Несколько секунд лицо Сея плавилось в улыбке. Старик хлопнул по ботинку.
— Мао стар, — сказал он. — Старик Мао много видел и думал. Он знает, что хорошее есть хорошее, а плохое есть плохое. Наши туфли хороши. Китайцы всегда носили свои китайские туфли. Но почему в таком случае господин консул и секретарь надели башмаки? Я не понимаю, но думаю, что в стране предков они будут наказаны и будут страдать. А разве можно оставлять страдать в одиночестве таких высоких господ? Это непочтительно. Старик Мао решил страдать вместе с ними.
И старик подмигнул приятелю.
Внутренняя дверца, рядом с большой жестяной печкой, скрипнула. В мастерскую вошел высокий мужчина с провалившимися щеками и лысой головой. Большие очки съехали к середине носа. Он тронул костлявыми коричневыми пальцами скроенные головки на прилавке и искоса взглянул на работающих.
— Какой заказ? — спросил он.
Мао вколотил пару гвоздей, выбрал в коробочке новую пару и сказал:
— Заказ... Никакой заказ.
Хозяин поправил очки. Час назад он услышал в мастерской стук работы и, выглянув в щель, увидел работающих. Работали старик Мао и мальчишка Тун. «Старик взялся за ум», — подумал Кей-фу и, не желая его смущать, не показался в мастерскую. Однако веселый разговор и смех возбудили в нем подозрительность.
— Какой заказ? — повторил он.
— Нет заказа, — лаконично отрезал старик, продолжая вгонять гвозди. Сей улыбался, Цао смотрел во все глаза.

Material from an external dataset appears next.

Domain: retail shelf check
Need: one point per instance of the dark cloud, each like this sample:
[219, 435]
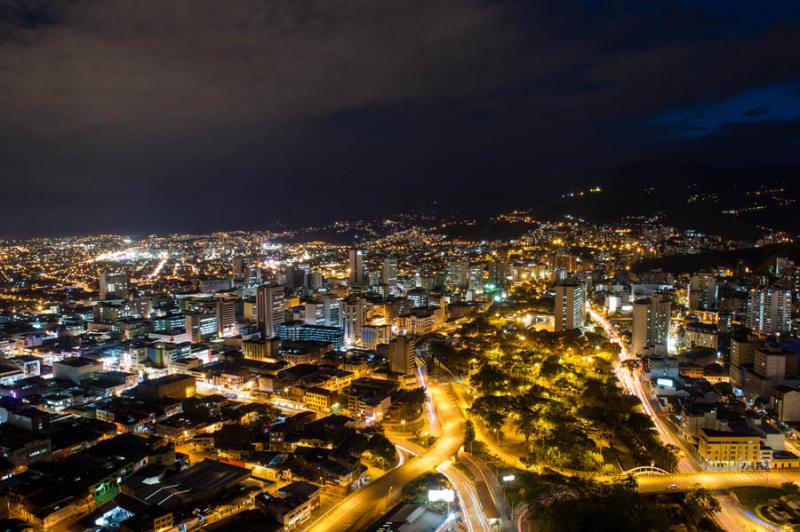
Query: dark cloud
[199, 114]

Кей-фу спустил очки еще ниже и смотрел поверх них, вздернув брови и наморщив лоб. Он ничего не понимал.
— Старик шьет себе, — пояснил Сей.
— Как себе? — хрипло спросил Кей-фу.
— Башмаки пойдут в счет моей прибавки, — подтвердил Мао.
— Башмаки пойдут в счет твоей прибавки?.. Давай сюда!
— Заяви в милицию, — предложил Сей. — Быть может, милиция отдаст тебе башмак.
Кей-фу со спущенными очками и собранным в морщины лбом соображал: «Его работник, честный старик Мао, оказался вором! Проклятье Советской стране! Что она делает с людьми?»
— Нужно идти в милицию, — сказал он, — я пойду в милицию,
На оклеенных газетами стенах клетушки джангуйды друг против друга висели два календаря с портретами генералов, красные ленты цитат из мудрецов, в углу — полочка с витыми молитвенными свечами и курительными травами. Кей-фу надел халат и шляпу, очки бережно положил на полочку предков и черным ходом выбрался на улицу. Но он отправился не в милицию, а в консульство.